I got back on the horse. “Open the gate, please. And send word out to all Nottinghamshire knights that they are to return to their garrison immediately.”
They obeyed.
Because I were a powerful lady now, and more than that, I were a princess. Like it or not, people would obey me now.
Servants hurried to prepare a room for me, to feed me, to offer their obeisance, and I sent them away, lying in a bed that didn’t feel like mine, and tried to sleep.
The next morning, I went to Nottingham early. I’d wrapped my hands, thick enough that the burns and cuts didn’t bother me. I wore fresh clothes—slightly crumpled from my saddlebags—and tied my hair back, still looking every inch a boy. If the servants in the keep noticed, they didn’t comment on it to me. I didn’t want to be the sort of lady that were feared, but at the moment, silence were easier than trying to earn their love.
I rode my horse to the castle. The rain had cleared much of the haze, but now there were a new smell, like water and death mixed together and left to rot.
“My lady!” David called, seeing me in Nottingham. “Where have you been? We couldn’t find you this morning, your horse—”
“Investigating my holdings in Nottingham,” I told him. I saw Rob at a distance. “I don’t—I have to find a way to tell Rob,” I told him. “It has to be me, not you.” I frowned. “Especially not Allan.”

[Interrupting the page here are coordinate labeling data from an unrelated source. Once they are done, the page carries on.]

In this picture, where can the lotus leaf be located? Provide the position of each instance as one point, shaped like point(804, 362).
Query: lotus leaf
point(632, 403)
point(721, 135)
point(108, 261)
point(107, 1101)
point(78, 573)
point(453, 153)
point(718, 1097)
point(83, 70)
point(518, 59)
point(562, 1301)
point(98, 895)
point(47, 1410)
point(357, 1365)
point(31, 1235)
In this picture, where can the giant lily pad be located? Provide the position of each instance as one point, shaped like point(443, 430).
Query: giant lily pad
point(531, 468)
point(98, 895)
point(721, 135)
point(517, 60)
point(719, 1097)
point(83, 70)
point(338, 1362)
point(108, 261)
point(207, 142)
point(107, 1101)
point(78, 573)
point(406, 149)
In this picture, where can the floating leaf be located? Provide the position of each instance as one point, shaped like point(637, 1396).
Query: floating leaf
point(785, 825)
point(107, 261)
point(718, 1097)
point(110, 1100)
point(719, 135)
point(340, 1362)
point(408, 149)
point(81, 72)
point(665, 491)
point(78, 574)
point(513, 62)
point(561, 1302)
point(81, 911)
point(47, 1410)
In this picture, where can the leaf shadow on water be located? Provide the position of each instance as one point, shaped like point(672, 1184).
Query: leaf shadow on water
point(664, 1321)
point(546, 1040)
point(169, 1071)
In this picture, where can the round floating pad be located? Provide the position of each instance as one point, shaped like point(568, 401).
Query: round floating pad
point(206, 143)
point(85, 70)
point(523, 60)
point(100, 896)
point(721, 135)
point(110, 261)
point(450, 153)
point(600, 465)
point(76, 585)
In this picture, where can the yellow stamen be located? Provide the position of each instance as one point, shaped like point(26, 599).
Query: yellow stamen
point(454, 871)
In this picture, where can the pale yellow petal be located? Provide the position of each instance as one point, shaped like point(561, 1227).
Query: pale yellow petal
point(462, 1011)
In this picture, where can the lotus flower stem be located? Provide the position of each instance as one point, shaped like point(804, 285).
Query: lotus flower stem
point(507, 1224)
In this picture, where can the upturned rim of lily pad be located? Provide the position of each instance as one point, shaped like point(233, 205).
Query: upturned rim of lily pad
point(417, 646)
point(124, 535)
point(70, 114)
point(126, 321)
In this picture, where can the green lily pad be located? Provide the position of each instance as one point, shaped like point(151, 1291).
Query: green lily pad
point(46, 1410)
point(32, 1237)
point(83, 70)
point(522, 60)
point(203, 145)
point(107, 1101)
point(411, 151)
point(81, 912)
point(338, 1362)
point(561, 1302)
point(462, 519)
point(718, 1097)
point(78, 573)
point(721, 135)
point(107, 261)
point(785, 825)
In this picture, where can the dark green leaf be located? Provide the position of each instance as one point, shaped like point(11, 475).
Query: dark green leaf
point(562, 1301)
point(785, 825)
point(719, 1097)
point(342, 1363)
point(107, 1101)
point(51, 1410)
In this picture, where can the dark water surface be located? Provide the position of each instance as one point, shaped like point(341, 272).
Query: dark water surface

He nodded. “Of course, my lady.”
“Thank you.”
Everyone that had been in the forest came, even Bess, bare any help at all in her state. It didn’t matter. This weren’t about pitching in, it were about being solid. United. Bricked up together like a wall so they could feel for a second like this might not be done to them again.
Of course, I wouldn’t let that happen. I could protect them now, like I should have before. I were Lady Huntingdon, and I answered only to the king. Prince John had no business here.
We started to tear down all the burned things that were wrecks. Wood that could be salvaged were separated from wood that couldn’t be. Every few houses, we found another body that had been trapped. The third one we found were a child, a little boy. When his mother found him, she broke apart. She dropped to her knees and picked him up, holding the misshapen, small charred body against her. His body made a sound like something cracked, and she wailed this horrible keening sound.
Women went to her. Some knelt in the rubble of her ruined house, some crowded behind her. They reached out their hands to touch her and pass on their love.
“Lully, lullay,” one woman began to sing.
“Lully, lullay,” the others answered.
“The falcon hath borne my make away,” they sang together.
Men joined in. We all knew the song from Mass, but it made me tremble to hear it here, outside the walls God watched over.
Monks came forward too.
“He bore him up, he bore him down. He bore him to an orchard brown,” they sang.
“In that orchard there was an hall
That was hanged with purple and pall.
And in that hall there was a bed:
It was hanged with gold so red.
And in that bed there lay a knight,
His wounds bleeding by day and night.